For the weeks leading up until RTB:MA, we’ll have teammates from our blogger team, Team “OffBalance”, posting weekly about how they’re fitting in their training — whether it be with their other workouts or just a busy schedule.
Today’s 5th post is from Sarah of SarahFit.com about eating healthy while training.
Training for a race can be time consuming and demanding. If you are not eating properly, your fitness gains may be minimal despite your best efforts. Some people set out to conquer a race with the hopes of shedding a few pounds during the training process. Myself included, when I first started training for races longer than the traditional 5K I assumed I would lose weight since theoretically I was burning more calories. However, the increased cardio was kicking my hunger levels into high gear.
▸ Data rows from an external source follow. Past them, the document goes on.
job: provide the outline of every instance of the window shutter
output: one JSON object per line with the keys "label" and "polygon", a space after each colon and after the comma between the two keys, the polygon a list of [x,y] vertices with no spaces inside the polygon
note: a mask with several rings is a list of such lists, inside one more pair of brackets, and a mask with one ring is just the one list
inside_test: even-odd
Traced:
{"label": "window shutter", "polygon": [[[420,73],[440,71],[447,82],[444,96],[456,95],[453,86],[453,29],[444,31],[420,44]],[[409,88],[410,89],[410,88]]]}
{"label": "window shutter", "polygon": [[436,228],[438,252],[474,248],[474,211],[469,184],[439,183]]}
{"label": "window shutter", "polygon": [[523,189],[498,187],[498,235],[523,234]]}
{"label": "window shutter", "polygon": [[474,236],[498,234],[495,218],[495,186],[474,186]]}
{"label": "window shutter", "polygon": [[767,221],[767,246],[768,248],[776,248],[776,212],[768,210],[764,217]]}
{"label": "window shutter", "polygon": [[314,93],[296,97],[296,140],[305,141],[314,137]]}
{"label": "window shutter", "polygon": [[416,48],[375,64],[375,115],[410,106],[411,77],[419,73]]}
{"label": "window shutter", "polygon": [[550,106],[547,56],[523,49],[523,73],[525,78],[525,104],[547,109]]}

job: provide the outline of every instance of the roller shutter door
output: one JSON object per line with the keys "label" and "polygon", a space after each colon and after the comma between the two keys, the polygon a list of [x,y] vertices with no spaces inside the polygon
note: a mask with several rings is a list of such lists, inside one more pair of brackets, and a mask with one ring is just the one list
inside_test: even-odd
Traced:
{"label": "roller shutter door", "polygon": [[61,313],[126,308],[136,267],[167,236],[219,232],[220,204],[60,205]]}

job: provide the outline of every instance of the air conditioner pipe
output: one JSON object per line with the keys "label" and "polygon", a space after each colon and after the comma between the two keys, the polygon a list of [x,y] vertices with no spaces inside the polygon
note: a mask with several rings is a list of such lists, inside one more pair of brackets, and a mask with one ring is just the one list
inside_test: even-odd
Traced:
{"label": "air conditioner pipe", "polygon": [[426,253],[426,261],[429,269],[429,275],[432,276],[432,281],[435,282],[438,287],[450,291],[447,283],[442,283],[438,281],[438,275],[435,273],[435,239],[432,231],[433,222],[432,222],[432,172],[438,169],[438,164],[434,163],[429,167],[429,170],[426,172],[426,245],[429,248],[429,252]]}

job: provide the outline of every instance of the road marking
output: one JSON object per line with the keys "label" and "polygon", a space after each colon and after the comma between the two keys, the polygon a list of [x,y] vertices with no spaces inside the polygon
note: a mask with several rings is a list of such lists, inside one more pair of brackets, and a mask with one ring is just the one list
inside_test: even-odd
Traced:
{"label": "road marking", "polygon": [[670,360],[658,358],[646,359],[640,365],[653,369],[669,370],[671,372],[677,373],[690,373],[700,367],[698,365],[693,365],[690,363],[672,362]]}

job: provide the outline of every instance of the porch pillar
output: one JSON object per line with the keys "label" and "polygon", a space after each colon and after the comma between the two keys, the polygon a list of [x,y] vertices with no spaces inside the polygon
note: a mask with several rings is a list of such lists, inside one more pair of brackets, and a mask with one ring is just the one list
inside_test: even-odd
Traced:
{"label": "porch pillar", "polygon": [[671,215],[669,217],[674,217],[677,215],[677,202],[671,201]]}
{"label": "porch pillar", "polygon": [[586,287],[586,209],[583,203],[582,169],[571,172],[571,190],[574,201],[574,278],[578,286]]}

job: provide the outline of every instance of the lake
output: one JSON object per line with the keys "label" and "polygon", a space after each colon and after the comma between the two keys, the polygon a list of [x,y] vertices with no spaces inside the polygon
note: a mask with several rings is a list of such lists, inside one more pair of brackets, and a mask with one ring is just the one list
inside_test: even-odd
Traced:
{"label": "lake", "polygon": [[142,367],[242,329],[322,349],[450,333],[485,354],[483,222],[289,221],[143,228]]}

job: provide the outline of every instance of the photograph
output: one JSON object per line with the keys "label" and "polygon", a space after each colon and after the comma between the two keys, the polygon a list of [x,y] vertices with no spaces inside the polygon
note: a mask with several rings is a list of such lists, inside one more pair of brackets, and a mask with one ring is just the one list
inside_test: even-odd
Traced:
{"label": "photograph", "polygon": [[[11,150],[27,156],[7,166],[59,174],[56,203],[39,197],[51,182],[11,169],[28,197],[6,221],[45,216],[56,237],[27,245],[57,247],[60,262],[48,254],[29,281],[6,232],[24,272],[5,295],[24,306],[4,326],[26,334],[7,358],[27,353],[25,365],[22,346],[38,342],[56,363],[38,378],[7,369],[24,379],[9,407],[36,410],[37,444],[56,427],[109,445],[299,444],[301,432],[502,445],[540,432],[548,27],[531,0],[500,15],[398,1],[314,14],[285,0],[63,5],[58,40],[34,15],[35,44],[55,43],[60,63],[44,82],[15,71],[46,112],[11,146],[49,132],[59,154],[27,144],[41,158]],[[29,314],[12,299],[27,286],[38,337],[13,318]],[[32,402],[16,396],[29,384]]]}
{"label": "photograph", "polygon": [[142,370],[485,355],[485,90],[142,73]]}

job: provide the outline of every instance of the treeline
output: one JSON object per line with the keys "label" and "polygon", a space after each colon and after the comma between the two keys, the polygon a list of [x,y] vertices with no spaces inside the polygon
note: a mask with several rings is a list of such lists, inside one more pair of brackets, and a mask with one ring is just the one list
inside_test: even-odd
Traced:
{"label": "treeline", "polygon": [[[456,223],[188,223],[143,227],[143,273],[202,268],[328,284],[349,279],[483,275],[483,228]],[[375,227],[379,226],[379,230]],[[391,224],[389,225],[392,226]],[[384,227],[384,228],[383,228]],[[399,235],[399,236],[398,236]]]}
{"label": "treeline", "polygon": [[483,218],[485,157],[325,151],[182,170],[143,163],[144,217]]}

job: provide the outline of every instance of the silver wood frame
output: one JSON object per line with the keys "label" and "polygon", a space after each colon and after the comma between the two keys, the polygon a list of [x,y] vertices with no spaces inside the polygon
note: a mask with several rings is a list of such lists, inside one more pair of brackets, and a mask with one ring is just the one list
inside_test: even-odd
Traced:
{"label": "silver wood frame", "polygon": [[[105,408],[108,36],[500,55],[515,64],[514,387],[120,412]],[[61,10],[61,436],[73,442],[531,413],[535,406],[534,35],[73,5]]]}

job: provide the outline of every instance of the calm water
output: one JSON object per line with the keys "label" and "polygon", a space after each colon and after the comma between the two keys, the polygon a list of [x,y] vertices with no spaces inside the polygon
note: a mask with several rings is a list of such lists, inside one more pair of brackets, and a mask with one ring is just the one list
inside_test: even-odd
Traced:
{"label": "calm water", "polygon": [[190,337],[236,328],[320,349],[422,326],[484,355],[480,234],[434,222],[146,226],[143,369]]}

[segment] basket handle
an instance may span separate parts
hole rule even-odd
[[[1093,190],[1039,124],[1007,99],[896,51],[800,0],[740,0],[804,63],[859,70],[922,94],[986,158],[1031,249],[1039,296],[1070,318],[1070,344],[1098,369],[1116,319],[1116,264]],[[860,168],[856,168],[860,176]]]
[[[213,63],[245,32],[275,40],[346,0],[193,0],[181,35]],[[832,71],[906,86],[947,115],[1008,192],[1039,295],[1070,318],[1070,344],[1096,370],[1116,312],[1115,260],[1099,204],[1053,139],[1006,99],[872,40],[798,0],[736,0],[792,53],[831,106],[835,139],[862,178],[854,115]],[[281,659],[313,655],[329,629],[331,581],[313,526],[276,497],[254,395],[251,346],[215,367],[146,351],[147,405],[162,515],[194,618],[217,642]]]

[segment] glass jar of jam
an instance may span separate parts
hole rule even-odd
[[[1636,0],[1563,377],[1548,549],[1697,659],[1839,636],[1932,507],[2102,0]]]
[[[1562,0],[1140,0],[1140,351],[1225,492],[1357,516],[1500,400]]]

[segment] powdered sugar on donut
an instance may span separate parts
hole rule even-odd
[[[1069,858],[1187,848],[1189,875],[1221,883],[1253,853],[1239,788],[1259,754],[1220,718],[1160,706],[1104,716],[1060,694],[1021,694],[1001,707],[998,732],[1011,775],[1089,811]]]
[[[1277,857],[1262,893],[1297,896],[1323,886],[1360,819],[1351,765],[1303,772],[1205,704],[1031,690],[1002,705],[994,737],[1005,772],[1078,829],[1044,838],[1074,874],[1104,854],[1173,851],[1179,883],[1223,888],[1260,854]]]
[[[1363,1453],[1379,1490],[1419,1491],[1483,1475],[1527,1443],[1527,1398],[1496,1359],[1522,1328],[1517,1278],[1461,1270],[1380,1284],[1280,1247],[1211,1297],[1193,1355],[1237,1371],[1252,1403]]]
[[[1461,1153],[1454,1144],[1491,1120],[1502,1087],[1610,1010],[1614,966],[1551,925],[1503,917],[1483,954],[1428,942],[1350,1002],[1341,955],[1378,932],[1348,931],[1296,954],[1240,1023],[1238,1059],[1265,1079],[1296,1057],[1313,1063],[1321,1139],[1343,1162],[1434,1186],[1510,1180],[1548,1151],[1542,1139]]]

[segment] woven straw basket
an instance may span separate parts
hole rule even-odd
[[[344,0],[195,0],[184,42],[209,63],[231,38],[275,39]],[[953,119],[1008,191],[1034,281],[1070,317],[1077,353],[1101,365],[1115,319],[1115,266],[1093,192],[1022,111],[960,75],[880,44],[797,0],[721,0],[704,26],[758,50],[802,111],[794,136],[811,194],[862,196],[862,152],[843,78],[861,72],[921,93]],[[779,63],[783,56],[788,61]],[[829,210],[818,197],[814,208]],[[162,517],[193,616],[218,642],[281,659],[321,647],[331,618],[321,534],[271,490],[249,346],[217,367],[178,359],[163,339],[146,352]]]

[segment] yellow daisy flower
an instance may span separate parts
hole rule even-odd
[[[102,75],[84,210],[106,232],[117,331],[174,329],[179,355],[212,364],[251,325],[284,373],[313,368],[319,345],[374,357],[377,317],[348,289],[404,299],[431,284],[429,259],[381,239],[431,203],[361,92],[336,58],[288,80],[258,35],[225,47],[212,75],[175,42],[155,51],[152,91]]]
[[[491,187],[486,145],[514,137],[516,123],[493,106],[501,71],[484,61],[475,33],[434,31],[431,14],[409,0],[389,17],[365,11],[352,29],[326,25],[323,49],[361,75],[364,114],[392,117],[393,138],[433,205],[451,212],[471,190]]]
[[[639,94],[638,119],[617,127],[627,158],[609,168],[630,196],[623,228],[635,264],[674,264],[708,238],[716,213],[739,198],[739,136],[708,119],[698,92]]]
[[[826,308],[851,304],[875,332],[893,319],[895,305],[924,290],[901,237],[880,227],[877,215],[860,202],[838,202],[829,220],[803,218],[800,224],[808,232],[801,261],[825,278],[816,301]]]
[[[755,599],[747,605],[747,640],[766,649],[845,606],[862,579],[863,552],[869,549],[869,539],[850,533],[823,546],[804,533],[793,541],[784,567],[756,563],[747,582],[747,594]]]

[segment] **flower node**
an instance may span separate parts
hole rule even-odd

Assuming I could afford the extra calories, I slowly and unknowingly gained weight and my training plateaued. It wasn’t until I started working with a personal trainer and discovered how to “eat clean” that I learned how the food you put into your body dramatically effects the results your body produces.
Eating clean essentially means that the only foods going into your body are free of preservatives, chemicals, genetically modified ingredients and are close if not in their natural state. This ensures that you are consuming nutrient rich foods. The calories provide essential building blocks to improving your health and repairing the damage caused by training.
If your training runs take place in the morning, having something to eat beforehand will prevent your body from using stored energy. Using stored energy equals burning fat and sometimes muscle, which will not improve your fitness levels and will feel slow and tired. Simple carbohydrates like fruit are ideal for pre-breakfast workouts. They do not require any preparation and provide quick energy. Another favorite of mine is sprouted grain toast like Ezekial bread with a little peanut butter and half a banana. Avoid dairy as it may lead to cramps and is slower to digest.
Training for races and focused fat loss follow different morning protocols. If you want to lose weight, on days your training plan calls for 3-4 miles or less, try skipping your pre-workout meal for a large glass of water. Make sure you’re awake, out the door and back within an hour to eat your real breakfast!
After your workouts, it’s important to consume protein and carbohydrates afterwards, preferably within 20 minutes. Greek yogurt with fruit, oatmeal, egg whites, and smoothies with protein powder are quick and easy post workout breakfasts that will help maximize your efforts.
If you train at lunch, time your workout to end in time to down your mid day meal after you’re finished. Same goes for a post-work run. If you can’t eat within a hour of finishing, bring a scoop of protein powder in a to-go container and add it to your water bottle after you finish. Drink while you commute home or get ready in the locker room. My favorites are Designers Whey Vanilla, Vega Sport Vegan protein powder, Jay Robb Whey Protein and JCore PostWorkout Snack.
While carbs were given a bad name in the 90′s for people looking to lose weight, athletes need them! Even if you are training and looking to shed some weight, eating brown rice, quinoa or sweet potatoes at lunch and or dinner will help you power through your workouts, burning more calories and maximizing training efforts.